D’accord avec la Chine en vue
Tikok ne devrait pas être en ligne pendant longtemps aux États-Unis. Mais depuis que le président Trump a reconnu le bénéfice de la plate-forme pour sa propre cause, il ne s’est plus intéressé à elle. Maintenant, il admet une extension renouvelée de la date limite.
Le président Donald Trump donne à Tiktok une autre période de grâce aux États-Unis. Bien que cela soit légalement décidé de la plate-forme vidéo aux États-Unis, il devrait rester disponible jusqu’au 16 décembre au moins le 16 décembre. Le gouvernement américain a déclaré cette semaine qu’il y avait « un cadre pour un accord Tikok » avec la Chine, où l’ancien propriétaire Bytedance avait son siège social. Trump et chef de l’État Xi Jinping scelleraient l’accord dans une conversation vendredi, a déclaré le ministre des Finances américaines Scott Bessent.
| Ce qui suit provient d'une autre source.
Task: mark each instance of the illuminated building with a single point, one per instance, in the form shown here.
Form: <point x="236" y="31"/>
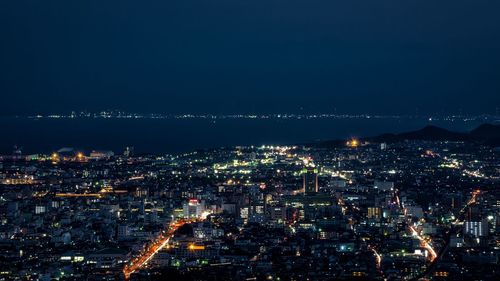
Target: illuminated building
<point x="374" y="213"/>
<point x="193" y="208"/>
<point x="476" y="228"/>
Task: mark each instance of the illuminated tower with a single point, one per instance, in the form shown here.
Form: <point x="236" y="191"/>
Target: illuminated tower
<point x="310" y="180"/>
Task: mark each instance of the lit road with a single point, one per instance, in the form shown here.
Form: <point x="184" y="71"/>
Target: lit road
<point x="145" y="256"/>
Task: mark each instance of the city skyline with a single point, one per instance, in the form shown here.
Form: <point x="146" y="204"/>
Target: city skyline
<point x="222" y="57"/>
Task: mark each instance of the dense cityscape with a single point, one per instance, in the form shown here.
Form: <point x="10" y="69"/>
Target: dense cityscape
<point x="410" y="210"/>
<point x="120" y="114"/>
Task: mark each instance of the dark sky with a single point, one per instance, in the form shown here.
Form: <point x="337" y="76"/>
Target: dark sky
<point x="237" y="56"/>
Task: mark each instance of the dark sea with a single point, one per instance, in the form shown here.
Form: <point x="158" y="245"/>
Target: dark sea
<point x="183" y="135"/>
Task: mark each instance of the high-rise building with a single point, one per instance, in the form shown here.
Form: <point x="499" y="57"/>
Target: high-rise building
<point x="310" y="180"/>
<point x="193" y="208"/>
<point x="374" y="213"/>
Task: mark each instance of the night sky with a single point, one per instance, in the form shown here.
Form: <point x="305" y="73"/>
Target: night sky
<point x="250" y="56"/>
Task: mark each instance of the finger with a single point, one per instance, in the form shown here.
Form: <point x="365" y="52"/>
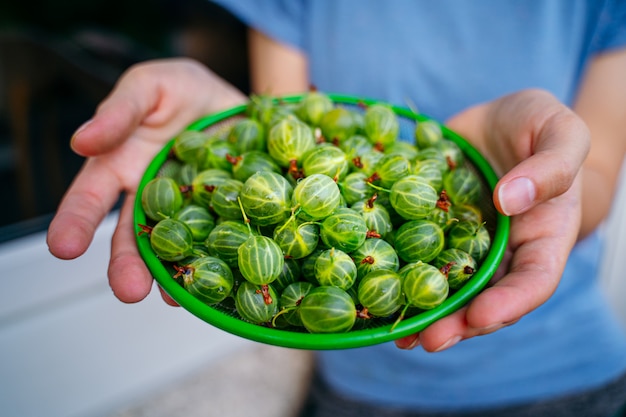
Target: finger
<point x="116" y="117"/>
<point x="541" y="240"/>
<point x="559" y="149"/>
<point x="89" y="199"/>
<point x="129" y="277"/>
<point x="166" y="297"/>
<point x="537" y="141"/>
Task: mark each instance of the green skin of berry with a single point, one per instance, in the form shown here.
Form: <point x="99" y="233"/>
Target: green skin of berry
<point x="217" y="155"/>
<point x="224" y="200"/>
<point x="296" y="239"/>
<point x="190" y="147"/>
<point x="260" y="260"/>
<point x="345" y="230"/>
<point x="419" y="240"/>
<point x="338" y="124"/>
<point x="204" y="184"/>
<point x="316" y="197"/>
<point x="199" y="220"/>
<point x="224" y="240"/>
<point x="380" y="291"/>
<point x="290" y="274"/>
<point x="391" y="168"/>
<point x="313" y="106"/>
<point x="470" y="237"/>
<point x="425" y="287"/>
<point x="375" y="254"/>
<point x="462" y="186"/>
<point x="427" y="134"/>
<point x="251" y="162"/>
<point x="253" y="306"/>
<point x="171" y="240"/>
<point x="375" y="215"/>
<point x="354" y="188"/>
<point x="413" y="198"/>
<point x="288" y="140"/>
<point x="328" y="160"/>
<point x="266" y="198"/>
<point x="336" y="268"/>
<point x="381" y="124"/>
<point x="161" y="198"/>
<point x="209" y="279"/>
<point x="458" y="265"/>
<point x="327" y="309"/>
<point x="248" y="135"/>
<point x="290" y="300"/>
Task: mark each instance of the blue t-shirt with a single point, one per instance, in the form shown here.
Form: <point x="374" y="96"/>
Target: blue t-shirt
<point x="444" y="56"/>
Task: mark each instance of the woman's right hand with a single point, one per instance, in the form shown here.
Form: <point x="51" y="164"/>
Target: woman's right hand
<point x="150" y="104"/>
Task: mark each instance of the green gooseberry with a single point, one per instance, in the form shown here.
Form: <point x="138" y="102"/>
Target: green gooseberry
<point x="190" y="147"/>
<point x="171" y="240"/>
<point x="296" y="238"/>
<point x="204" y="184"/>
<point x="381" y="124"/>
<point x="375" y="254"/>
<point x="325" y="159"/>
<point x="313" y="106"/>
<point x="380" y="292"/>
<point x="315" y="197"/>
<point x="419" y="240"/>
<point x="327" y="309"/>
<point x="412" y="197"/>
<point x="338" y="124"/>
<point x="375" y="214"/>
<point x="255" y="303"/>
<point x="225" y="199"/>
<point x="266" y="198"/>
<point x="463" y="186"/>
<point x="260" y="259"/>
<point x="390" y="168"/>
<point x="457" y="265"/>
<point x="428" y="133"/>
<point x="471" y="237"/>
<point x="336" y="268"/>
<point x="251" y="162"/>
<point x="345" y="230"/>
<point x="199" y="220"/>
<point x="425" y="287"/>
<point x="354" y="188"/>
<point x="224" y="240"/>
<point x="288" y="140"/>
<point x="209" y="279"/>
<point x="161" y="198"/>
<point x="247" y="134"/>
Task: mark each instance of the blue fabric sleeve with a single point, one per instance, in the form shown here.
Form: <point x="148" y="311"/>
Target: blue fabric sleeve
<point x="611" y="33"/>
<point x="282" y="20"/>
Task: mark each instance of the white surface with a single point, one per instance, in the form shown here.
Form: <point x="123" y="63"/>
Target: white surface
<point x="612" y="271"/>
<point x="69" y="348"/>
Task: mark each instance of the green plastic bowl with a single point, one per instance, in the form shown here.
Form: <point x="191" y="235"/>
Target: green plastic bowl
<point x="497" y="224"/>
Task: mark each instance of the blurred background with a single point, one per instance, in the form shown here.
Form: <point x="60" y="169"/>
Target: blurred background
<point x="68" y="348"/>
<point x="59" y="59"/>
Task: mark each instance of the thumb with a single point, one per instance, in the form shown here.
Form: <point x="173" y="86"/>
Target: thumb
<point x="535" y="143"/>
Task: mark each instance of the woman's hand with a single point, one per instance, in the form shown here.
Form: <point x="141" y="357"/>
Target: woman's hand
<point x="537" y="145"/>
<point x="149" y="105"/>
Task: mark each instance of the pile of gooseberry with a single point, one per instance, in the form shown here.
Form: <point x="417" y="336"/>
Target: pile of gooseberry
<point x="317" y="217"/>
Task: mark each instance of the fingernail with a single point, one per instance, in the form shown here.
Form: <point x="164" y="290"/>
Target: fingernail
<point x="80" y="129"/>
<point x="449" y="343"/>
<point x="516" y="196"/>
<point x="415" y="342"/>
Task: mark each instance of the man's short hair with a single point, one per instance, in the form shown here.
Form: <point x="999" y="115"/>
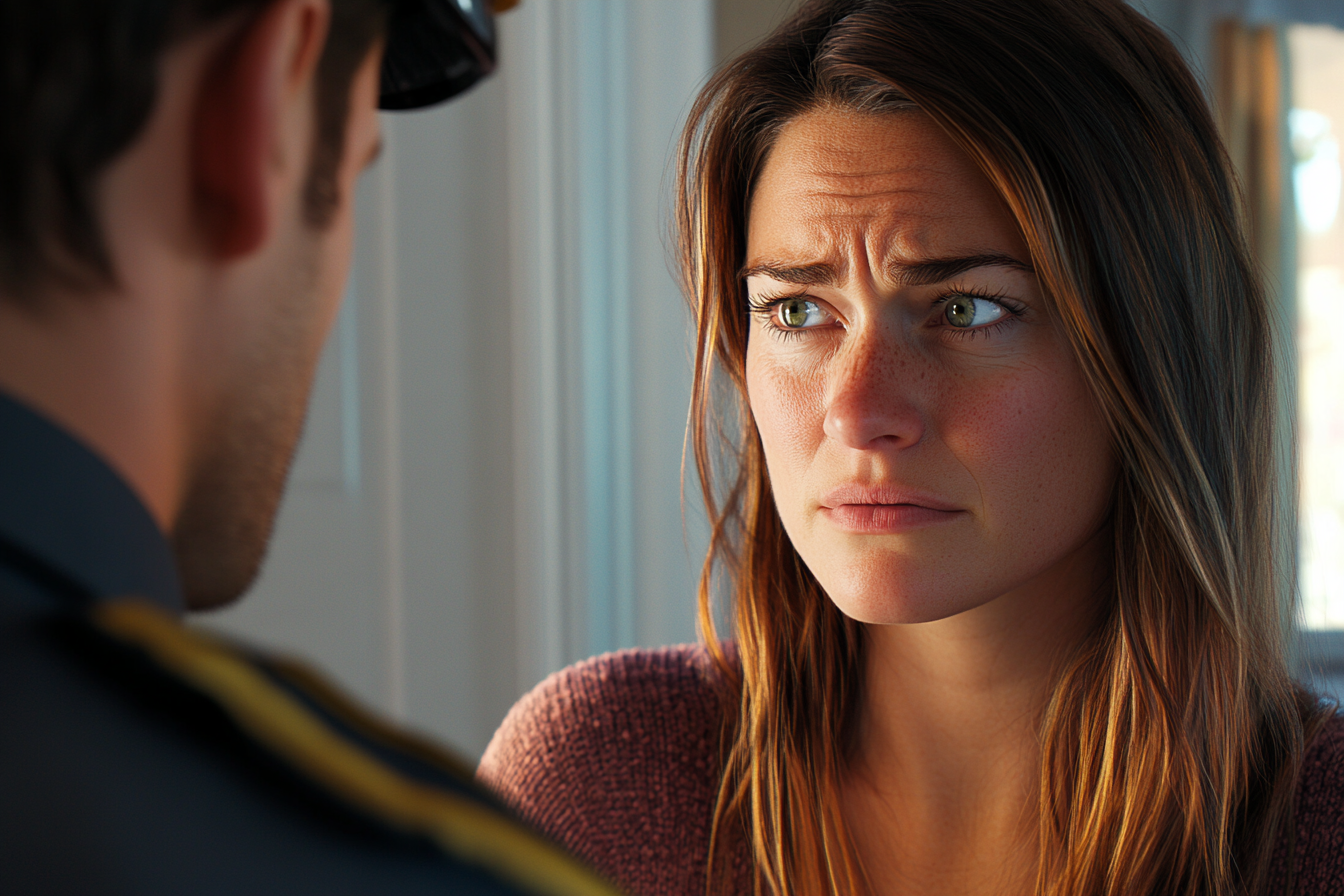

Cependant, la station économique américaine CNBC a indiqué qu’il pourrait encore prendre 30 à 35 jours pour qu’un accord commercial soit négocié jusqu’au dernier détail. En conséquence, le groupe de logiciels Oracle du partisan de Trump, Larry Ellison, conservera son rôle de fournisseur de services techniques Tikok aux États-Unis.
Les investisseurs américains tels qu’Oracle ainsi que les sociétés d’investissement Silver Lake et Andreessen Horowitz devraient obtenir 80% d’une nouvelle filiale américaine de Tiktok après l’unification, écrit le « Wall Street Journal ». Le reste devrait être avec les actionnaires chinois.
De Pékin, selon le « Financial Times », il a été dit que Tiktok continuerait d’accéder à l’algorithme développé en Chine, qui détermine quelles vidéos sont affichées comme suivantes. Aux États-Unis, les observateurs voient le risque que le gouvernement américain puisse influencer l’opinion publique. Tikok et le propriétaire de la Chine, Bytedance, rejettent cela. La loi américaine stipule que ni le gouvernement chinois ni la byédance ne peuvent avoir le contrôle de l’algorithme.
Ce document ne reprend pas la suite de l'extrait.